Alan Johnson is a
senior operations officer in IFC’s Manufacturing, Agribusiness, and Services
Industry Department, based in Addis Ababa. He has worked with three IFC clients in the malt
barley sector over the past four years.
By Alan Johnson
Nearly four years ago, I started working on malt barley in the context of a prospective new project with Heineken. We developed a successful advisory project focused on improving the productivity and business professionalism of around 30,000 smallholder farmers in Heineken’s barley supply chain.
Alan Johnson, Sr. Operations Officer, IFC. ©Anya Johnson
The case for the project was strong. There was strong and growing demand for malt barley from the emerging brewing and soft drinks sector, but most malt was imported from Europe. At the same time, access to foreign exchange (to buy imports) was increasingly difficult.
Ethiopia is one of the few places in Africa with good agro-ecological conditions for barley as well as a barley growing history. However, local barley varieties and the prevailing cultivation techniques meant that local barley yields (at around 1.5 metric ton/hectare) were well below what was possible on farms using improved inputs and modern farming techniques.
I think the biggest success of the project was persuading farmers to adopt a new approach of more commercial farming based on a combination of contracts, a package of high-yielding seed and fertilizer, as well as new cultivation techniques such as row-planting and crop rotations. Once the first groups of farmers could show significantly improved production (and incomes) the effects of “seeing is believing” meant that the project’s “productivity package” began to sell itself.
And that led to another important success: The improved yields have meant greater food security for the farmers, who also have discovered other nutritious uses for the malt barley (see below.)
So how did we make it work? Three things stand out:
1. You need to prepare the ground—working "Upstream"—to
Although it was not planned at the time, the "Upstream" advisory work building the productivity and business professionalism of 30,000 smallholder farmers in Heineken’s barley supply chain in Ethiopia provided a “proof of concept.” It led to subsequent investment and advisory projects with both Soufflet and Habesha.
The work with the first project introduced improved barley seed varieties and farmer training program as part of a holistic “farmer professionalism” package. Substantial yield increases (up to 5 MT/ha) established a solid technical base for a more modern barley sector.
The productivity gains demonstrated that good returns to farmers were achievable, which encouraged interest from additional farmers outside the project area. Finally, although we are not there yet, the overall ambition is to modernize and transform the entire Ethiopian barley sector so that Ethiopia becomes a regionally price-competitive malt barley producer. This, in turn, will draw in more investors.
2. It takes a village to build a project
As a project designer, it is always good to keep the planned interventions as simple as possible. However, as we move to sector or “landscape”-focused challenges, there are many new variables (seed licenses, barley pricing, farmer finance) that fall outside the traditional project manager “span of control.”

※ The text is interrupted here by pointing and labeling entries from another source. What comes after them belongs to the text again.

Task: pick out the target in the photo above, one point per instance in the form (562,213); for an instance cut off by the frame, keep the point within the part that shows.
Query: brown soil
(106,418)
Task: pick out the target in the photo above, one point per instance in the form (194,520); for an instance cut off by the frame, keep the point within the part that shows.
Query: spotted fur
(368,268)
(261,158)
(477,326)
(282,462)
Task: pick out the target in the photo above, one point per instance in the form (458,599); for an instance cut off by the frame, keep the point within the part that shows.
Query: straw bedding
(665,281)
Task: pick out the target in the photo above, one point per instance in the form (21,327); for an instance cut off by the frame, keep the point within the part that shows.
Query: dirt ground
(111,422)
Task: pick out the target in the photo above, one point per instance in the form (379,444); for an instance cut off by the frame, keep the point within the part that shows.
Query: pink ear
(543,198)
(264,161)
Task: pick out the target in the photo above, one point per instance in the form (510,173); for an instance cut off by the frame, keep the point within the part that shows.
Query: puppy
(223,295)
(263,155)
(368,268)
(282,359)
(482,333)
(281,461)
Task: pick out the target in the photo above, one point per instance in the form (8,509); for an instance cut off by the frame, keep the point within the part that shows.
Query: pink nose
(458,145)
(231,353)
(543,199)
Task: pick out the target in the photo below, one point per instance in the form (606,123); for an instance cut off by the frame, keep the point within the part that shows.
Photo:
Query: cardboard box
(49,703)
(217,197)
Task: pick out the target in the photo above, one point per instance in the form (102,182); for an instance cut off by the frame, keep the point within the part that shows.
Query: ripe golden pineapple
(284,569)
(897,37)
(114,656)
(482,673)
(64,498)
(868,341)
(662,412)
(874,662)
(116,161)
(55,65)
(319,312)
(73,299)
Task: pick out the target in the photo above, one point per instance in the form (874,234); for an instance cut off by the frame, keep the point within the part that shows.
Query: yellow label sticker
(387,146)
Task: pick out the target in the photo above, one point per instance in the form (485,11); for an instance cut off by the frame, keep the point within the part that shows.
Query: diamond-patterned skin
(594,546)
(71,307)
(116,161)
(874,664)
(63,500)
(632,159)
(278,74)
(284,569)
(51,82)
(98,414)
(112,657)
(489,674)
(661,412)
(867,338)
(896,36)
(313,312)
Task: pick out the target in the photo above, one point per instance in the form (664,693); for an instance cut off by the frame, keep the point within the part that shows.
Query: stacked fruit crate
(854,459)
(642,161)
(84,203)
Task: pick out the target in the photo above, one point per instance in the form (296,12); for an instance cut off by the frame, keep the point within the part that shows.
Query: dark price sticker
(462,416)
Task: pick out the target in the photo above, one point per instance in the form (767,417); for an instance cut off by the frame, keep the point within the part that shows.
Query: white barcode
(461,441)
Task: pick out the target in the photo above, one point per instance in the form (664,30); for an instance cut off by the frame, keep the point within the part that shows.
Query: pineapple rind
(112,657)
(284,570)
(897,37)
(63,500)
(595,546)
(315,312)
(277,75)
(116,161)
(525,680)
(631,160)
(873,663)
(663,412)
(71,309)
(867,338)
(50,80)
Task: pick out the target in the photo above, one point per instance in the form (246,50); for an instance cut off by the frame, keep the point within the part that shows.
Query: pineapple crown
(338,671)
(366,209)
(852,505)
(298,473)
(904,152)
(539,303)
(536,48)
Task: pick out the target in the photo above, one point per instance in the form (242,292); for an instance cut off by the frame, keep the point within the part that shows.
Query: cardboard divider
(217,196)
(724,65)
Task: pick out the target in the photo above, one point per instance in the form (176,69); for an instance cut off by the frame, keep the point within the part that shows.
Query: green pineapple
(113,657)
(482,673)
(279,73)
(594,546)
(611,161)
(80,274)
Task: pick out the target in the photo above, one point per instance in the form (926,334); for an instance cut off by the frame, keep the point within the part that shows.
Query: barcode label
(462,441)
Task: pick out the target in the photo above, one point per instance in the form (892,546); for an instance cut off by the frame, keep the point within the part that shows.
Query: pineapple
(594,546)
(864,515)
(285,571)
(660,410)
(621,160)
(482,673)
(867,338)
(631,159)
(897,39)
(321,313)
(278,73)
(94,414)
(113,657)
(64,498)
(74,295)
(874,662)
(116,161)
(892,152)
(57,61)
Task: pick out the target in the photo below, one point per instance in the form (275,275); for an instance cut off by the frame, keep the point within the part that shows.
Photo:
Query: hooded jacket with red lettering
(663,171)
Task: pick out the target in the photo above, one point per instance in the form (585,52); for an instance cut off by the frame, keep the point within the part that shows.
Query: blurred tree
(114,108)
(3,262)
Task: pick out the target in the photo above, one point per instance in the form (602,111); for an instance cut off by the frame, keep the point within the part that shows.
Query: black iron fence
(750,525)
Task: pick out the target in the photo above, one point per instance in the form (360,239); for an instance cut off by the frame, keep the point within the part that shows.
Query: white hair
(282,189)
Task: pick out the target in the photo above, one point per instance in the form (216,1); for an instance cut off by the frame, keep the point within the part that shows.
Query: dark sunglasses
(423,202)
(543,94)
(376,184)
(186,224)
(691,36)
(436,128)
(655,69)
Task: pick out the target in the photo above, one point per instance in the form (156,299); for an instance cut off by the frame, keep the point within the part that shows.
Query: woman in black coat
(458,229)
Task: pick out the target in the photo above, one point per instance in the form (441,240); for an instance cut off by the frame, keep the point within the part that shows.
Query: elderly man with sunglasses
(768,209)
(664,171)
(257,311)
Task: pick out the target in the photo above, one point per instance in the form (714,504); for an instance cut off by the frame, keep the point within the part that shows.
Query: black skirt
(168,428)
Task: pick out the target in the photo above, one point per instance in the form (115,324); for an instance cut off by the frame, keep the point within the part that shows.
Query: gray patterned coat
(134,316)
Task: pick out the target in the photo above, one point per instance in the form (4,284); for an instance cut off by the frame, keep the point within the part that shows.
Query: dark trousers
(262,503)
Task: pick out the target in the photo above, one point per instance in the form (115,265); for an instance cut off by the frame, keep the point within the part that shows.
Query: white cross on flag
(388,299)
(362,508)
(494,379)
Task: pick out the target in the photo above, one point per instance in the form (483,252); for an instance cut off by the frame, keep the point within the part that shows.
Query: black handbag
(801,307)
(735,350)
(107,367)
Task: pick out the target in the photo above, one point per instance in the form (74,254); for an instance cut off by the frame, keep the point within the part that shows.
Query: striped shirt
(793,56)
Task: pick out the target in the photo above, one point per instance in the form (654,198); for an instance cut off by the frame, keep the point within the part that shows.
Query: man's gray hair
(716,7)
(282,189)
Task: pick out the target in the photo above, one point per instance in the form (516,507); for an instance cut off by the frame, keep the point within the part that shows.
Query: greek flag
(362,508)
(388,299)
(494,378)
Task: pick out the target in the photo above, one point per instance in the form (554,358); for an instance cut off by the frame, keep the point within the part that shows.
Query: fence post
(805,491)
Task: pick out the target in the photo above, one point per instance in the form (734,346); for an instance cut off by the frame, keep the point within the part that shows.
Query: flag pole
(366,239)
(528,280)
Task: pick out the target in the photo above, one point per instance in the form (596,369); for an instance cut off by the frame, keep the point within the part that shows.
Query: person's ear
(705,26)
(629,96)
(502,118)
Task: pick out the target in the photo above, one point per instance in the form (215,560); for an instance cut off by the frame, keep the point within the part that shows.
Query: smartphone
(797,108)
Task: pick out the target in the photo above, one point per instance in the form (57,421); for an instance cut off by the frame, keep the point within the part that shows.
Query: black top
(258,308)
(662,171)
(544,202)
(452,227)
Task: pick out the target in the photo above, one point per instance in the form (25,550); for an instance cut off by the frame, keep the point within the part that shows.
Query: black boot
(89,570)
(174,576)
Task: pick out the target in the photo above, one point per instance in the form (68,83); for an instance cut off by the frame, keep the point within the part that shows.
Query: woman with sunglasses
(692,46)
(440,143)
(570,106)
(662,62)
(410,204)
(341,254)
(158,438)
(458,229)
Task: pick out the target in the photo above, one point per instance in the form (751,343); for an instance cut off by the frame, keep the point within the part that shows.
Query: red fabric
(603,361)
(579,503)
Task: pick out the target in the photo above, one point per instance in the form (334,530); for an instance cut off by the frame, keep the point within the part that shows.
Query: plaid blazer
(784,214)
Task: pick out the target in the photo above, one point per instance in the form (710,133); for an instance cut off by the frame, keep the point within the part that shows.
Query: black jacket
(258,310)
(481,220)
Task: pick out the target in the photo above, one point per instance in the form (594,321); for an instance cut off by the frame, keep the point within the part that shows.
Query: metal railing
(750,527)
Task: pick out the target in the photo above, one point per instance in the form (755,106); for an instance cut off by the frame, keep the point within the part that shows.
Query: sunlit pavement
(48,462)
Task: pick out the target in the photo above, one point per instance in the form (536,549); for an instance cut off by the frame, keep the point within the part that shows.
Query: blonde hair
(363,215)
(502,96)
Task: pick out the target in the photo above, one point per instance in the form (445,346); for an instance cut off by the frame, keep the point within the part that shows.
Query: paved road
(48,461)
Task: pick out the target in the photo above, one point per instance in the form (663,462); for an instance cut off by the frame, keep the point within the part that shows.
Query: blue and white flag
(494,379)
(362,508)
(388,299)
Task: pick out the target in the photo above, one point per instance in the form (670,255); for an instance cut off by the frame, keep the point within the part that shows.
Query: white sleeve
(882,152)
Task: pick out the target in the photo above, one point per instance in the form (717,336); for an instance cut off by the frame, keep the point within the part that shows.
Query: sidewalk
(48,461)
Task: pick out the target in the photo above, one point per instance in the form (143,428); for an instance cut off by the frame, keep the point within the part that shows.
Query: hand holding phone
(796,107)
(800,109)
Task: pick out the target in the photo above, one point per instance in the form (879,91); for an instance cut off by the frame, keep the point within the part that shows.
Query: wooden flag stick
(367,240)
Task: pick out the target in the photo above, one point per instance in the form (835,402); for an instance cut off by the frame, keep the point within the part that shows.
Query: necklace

That means the project needs to engage with a wider range of outside parties to achieve its goals. In this example, we were able to have success because we held regular regional multi-stakeholder meetings. This included federal and regional government agencies, the Ministry of Agriculture, Ethiopia Agricultural Transformation Agency (ATA), Ethiopian Institute of Agricultural Research, and the Oromia Seed Enterprise, universities, non-profit organizations such as EUCORD, Agriterra and Self-Help Africa as well as the participating businesses—Heineken, Habesha, and Soufflet.
The project was developed in partnership with the Government of the Netherlands.
can have other benefits—make sure you track them
One of the unexpected benefits of the projects has been a large increase in local food uses for malt barley. We discovered that malt barley makes good partial substitute for the more expensive teff grain in Ethiopia’s famous staple injera (a sourdough-risen flatbread, traditionally made from teff flour, that is central to dining in Ethiopia and Eritrea).
Our monitoring surveys subsequently confirmed that the domestic food uses of the incremental barley production exceeded 60 percent—well above the industrial processing uses. It means we have created a food security project as well as a supply chain development project. This additional effect has helped to further increase the popularity of malt barley among farmers and accelerate the adoption of improved, higher yielding seed varieties and cultivation practices.